AstrAI/assets/docs/dataflow.md

# Data Flow

This document describes the data pipeline: from raw text to model input tensors.

## Overview

```
Raw Text → AutoTokenizer → Token IDs → .h5/.bin → Store.load() → Store.fetch() → Dataset → Sampler → DataLoader → Training/Inference
```

## Data Preparation

Raw text is tokenized via `AutoTokenizer.encode()` and saved as HDF5 (`.h5`) or binary (`.bin` + `meta.json`) files with keyed tensor groups.

Storage format is auto-detected by `detect_format()`; backends are dispatched via registry:

```
StoreFactory.create("h5")  → H5Store
StoreFactory.create("bin") → MmapStore
```

H5 backend supports shared memory via `.share_memory_()`. Bin (mmap) uses OS page-cache sharing natively.
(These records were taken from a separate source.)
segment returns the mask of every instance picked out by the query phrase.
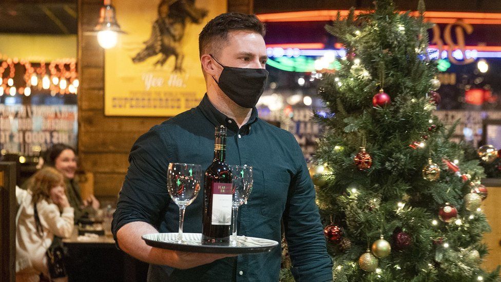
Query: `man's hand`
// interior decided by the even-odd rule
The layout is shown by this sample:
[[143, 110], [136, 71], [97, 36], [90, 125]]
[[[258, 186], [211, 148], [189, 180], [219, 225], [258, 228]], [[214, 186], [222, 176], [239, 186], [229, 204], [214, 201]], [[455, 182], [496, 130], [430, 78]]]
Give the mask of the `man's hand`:
[[136, 221], [122, 227], [117, 233], [119, 246], [124, 252], [143, 261], [187, 269], [225, 257], [232, 254], [214, 254], [171, 251], [148, 246], [141, 236], [158, 231], [149, 223]]

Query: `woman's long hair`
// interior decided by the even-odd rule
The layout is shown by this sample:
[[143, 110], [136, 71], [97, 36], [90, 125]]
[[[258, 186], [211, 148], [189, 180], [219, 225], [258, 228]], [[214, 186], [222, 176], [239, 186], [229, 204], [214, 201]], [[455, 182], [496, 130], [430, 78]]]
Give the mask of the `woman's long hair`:
[[30, 183], [28, 190], [31, 191], [31, 202], [34, 211], [36, 233], [42, 235], [42, 224], [36, 210], [36, 204], [42, 200], [49, 201], [50, 190], [58, 186], [65, 187], [64, 178], [57, 170], [53, 167], [44, 167], [36, 172], [33, 176], [33, 181]]

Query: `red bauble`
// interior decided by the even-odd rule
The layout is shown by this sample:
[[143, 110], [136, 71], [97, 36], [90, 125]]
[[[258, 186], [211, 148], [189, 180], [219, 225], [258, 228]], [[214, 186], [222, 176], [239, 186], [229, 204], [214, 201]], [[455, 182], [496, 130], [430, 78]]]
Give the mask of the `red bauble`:
[[374, 95], [372, 98], [372, 105], [375, 107], [378, 106], [382, 107], [389, 105], [391, 103], [391, 99], [390, 95], [383, 92], [383, 90], [379, 90], [379, 92]]
[[478, 194], [483, 201], [487, 198], [487, 187], [481, 184], [475, 185], [473, 193]]
[[407, 232], [396, 231], [393, 233], [393, 241], [395, 243], [395, 249], [401, 250], [411, 246], [412, 238]]
[[457, 210], [454, 206], [446, 203], [438, 210], [438, 218], [444, 222], [452, 222], [457, 216]]
[[440, 94], [434, 91], [430, 91], [430, 93], [428, 93], [428, 97], [430, 101], [435, 104], [435, 105], [438, 105], [442, 100]]
[[343, 238], [343, 230], [339, 226], [331, 223], [323, 229], [323, 235], [331, 242], [338, 243]]
[[372, 166], [372, 157], [365, 152], [365, 148], [363, 147], [360, 147], [360, 151], [353, 158], [355, 164], [361, 171], [370, 168]]

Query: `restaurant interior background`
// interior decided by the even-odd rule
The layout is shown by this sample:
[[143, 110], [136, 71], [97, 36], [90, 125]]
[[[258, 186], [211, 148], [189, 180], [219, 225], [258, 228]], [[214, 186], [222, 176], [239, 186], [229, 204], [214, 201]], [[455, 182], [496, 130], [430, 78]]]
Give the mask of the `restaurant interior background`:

## Data Keys by Training Type

| Type | Storage Keys |
|------|-------------|
| `seq` | `sequence` (→ input_ids, target_ids via offset-by-1) |
| `sft` | `sequence`, `loss_mask` |
| `dpo` | `chosen`, `rejected`, `chosen_mask`, `rejected_mask` |
| `grpo` | `prompts`, `responses`, `masks`, `rewards` |

## Dataset Architecture

```
DatasetFactory.load(train_type, load_path, window_size, stride=None, storage_type=None)
  → BaseDataset.load(load_path, storage_type=None)
    → detect_format(load_path)
    → StoreFactory.create(storage_type)
    → Store.load(load_path)
      → H5Store._normalize() / MmapStore._normalize()
        → Store._data[Dict[str, List[Tensor]]] + _cum[Dict[str, List[int]]]
          → BaseDataset.__getitem__(idx)
            → get_index(idx) → [begin, end)
            → Store.fetch(begin, end, keys) → Tensor / Dict[str, Tensor]
```

`window_size` = max input length, `stride` = step between consecutive samples (defaults to `window_size`, optional). `storage_type` defaults to `None` (auto-detect via `detect_format`).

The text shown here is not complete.